Dear Miss Ross,
I am your greatest fan because unlike the others, I want nothing from you. The only thing that matters to me is your happiness. I have posters, playbills, and a closet jam packed with photographs covering every stage of your magnificent career. Your presence alone makes every one of your films a true cinema classic. I don't care what time they show on television. I will gladly stay awake until any hour in the morning. I bought a gorgeous new Lucite frame for one of your most famous pictures...the one of you singing while President Truman plays the piano. I despise those desperate, pathetic people who intrude upon your privacy. Your happiness and piece of mind must be protected. I know of all the famous men in your life, but I adore you as no other ever has or ever will. Thank you for the inspiration you have given me. You are the greatest star of all.
Could you send me your most recent photograph as soon as possible?"
When asked, I always claim I’ve been a writer since age 8, for it was around that time I recall penning my earliest works of fiction (and by “works of fiction,” I mean hastily scrawled recreations of whatever my favorite horror movie or episode of HBO’s Tales from the Crypt happened to be at the time). I was, however, putting pen to paper purely for the joy it brought some time before that.

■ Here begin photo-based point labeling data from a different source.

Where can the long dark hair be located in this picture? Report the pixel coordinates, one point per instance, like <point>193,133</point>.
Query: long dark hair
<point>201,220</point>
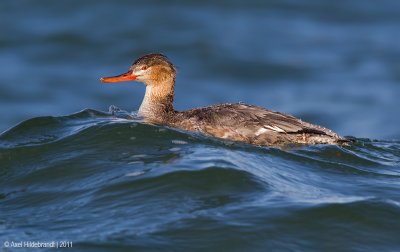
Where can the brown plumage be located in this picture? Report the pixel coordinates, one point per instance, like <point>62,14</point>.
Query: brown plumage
<point>236,122</point>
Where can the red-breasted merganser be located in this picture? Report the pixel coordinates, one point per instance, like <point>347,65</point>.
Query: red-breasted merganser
<point>236,122</point>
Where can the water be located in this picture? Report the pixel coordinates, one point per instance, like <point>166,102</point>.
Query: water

Prior to crafting stories, I’d write letters to pen pals, cousins out of state, and yes, celebrities I admired, one of whom happened to star on the sickeningly wholesome lip sync fest known as Kids Incorporated, a music-oriented television series made popular in the mid-‘80s. Please don’t ask which cast member, admitting I’d written was humiliating enough.

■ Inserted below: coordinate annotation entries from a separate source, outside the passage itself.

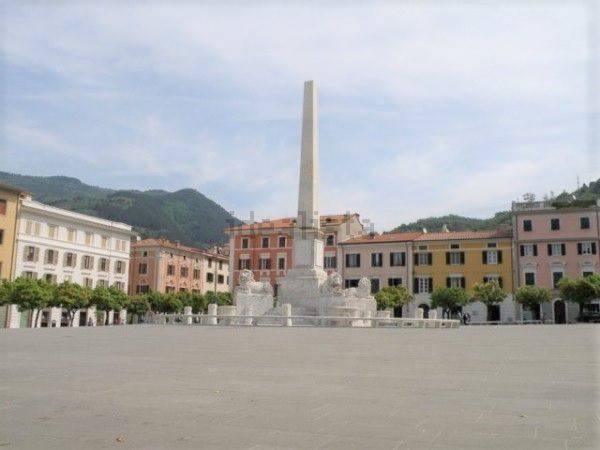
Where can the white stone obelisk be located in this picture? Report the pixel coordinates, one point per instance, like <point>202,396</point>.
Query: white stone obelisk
<point>300,287</point>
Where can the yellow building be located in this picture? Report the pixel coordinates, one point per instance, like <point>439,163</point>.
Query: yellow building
<point>462,259</point>
<point>10,201</point>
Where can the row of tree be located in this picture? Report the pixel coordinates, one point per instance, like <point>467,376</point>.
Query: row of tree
<point>37,295</point>
<point>451,299</point>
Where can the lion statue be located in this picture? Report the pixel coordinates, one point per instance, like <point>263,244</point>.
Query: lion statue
<point>249,286</point>
<point>332,285</point>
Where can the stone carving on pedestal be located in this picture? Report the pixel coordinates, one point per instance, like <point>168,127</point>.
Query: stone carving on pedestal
<point>255,297</point>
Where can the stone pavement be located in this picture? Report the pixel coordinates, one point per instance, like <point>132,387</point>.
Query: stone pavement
<point>151,387</point>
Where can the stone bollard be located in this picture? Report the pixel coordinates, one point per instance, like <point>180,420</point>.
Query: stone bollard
<point>287,313</point>
<point>212,312</point>
<point>187,311</point>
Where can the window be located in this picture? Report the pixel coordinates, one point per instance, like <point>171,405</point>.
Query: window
<point>70,259</point>
<point>423,285</point>
<point>529,279</point>
<point>397,259</point>
<point>51,257</point>
<point>353,260</point>
<point>376,259</point>
<point>142,289</point>
<point>584,223</point>
<point>374,285</point>
<point>557,249</point>
<point>423,259</point>
<point>455,258</point>
<point>103,265</point>
<point>586,248</point>
<point>492,257</point>
<point>330,262</point>
<point>529,250</point>
<point>31,253</point>
<point>394,281</point>
<point>52,231</point>
<point>351,283</point>
<point>556,277</point>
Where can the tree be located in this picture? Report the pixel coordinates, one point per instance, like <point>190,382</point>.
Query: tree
<point>531,297</point>
<point>390,297</point>
<point>71,297</point>
<point>489,293</point>
<point>581,290</point>
<point>29,294</point>
<point>449,299</point>
<point>107,299</point>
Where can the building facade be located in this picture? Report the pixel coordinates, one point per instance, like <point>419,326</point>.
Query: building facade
<point>163,266</point>
<point>59,245</point>
<point>553,243</point>
<point>265,247</point>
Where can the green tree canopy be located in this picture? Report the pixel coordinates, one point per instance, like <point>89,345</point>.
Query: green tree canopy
<point>532,297</point>
<point>489,293</point>
<point>581,290</point>
<point>71,297</point>
<point>390,297</point>
<point>449,299</point>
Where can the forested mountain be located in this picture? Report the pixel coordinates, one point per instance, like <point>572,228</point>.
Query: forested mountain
<point>585,195</point>
<point>186,215</point>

And no, it wasn’t Fergie. Or Martika.
In the years that followed, I continued this hobby, ever hopeful that one of these idols would take the time out of their busy schedules to draft a personalized response. On occasion, I’d receive an autographed headshot (pictures of these can be found in the memorabilia section) or an automatic subscription to newsletters and/or free fan clubs. Most of the time, though, I’d receive nothing at all.
I’d wait for the postman’s arrival day after day, hoping he’d come bearing a letter-sized envelope personally addressed to me. Much to my disappointment and dismay, he’d come bearing bills, circulars, and mail-order catalogues more than anything else.

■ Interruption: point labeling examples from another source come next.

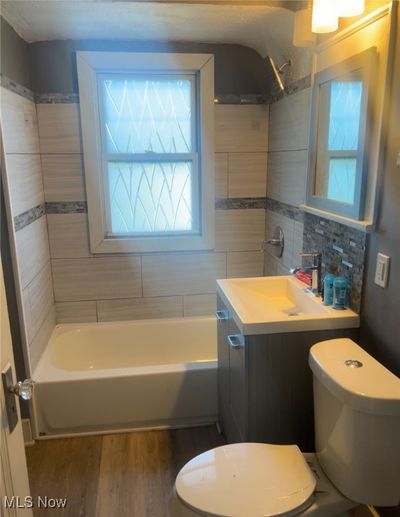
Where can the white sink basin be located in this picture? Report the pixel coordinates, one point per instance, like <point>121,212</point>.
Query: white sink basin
<point>275,304</point>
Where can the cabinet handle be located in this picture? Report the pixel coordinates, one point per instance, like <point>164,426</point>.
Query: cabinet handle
<point>222,315</point>
<point>236,341</point>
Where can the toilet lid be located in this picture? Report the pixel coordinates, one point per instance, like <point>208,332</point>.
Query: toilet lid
<point>247,480</point>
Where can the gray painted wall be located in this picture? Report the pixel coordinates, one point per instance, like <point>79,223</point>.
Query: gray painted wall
<point>238,69</point>
<point>14,55</point>
<point>380,323</point>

Not every experience was a negative one, however. To the best of my recollection, I received the personalized response I so desired on two seperate occasions. The first was a typed letter from an author of mystery/suspense paperbacks no one’s heard of and, not long after that was a handwritten card from none other than Joe Bob Briggs. The rest couldn’t be bothered. Luckily, my coping skills were a little stronger than Douglas Breen’s.
The Fan, based on the novel by Bob Randall, was a very controversial film for 1981. These days, you can easily find a handful of movies or television shows centered around the same theme. Much like 1960’s Peeping Tom or 1965’s The Collector, The Fan explored subject matters audiences wouldn’t be desensitized by for many years, making it a unique premise for this particular era in cinema.
Though there are definite pacing issues and the musical numbers are downright painful (if Lauren Bacall was ever a decent singer, she sure as hell wasn’t at this point in her career), The Fan is a compelling thriller with moments of nail-biting suspense driven by a stabbing violin score by Pino Dinaggio, mostly known for lending his talents to the films of Brian DePalma. In many jnstances, it tweaks character and plot development originally printed on the pages of Bob Randall’s novel, something I found rather frustrating, but nevertheless, it remains a worthwhile contribution to the genre.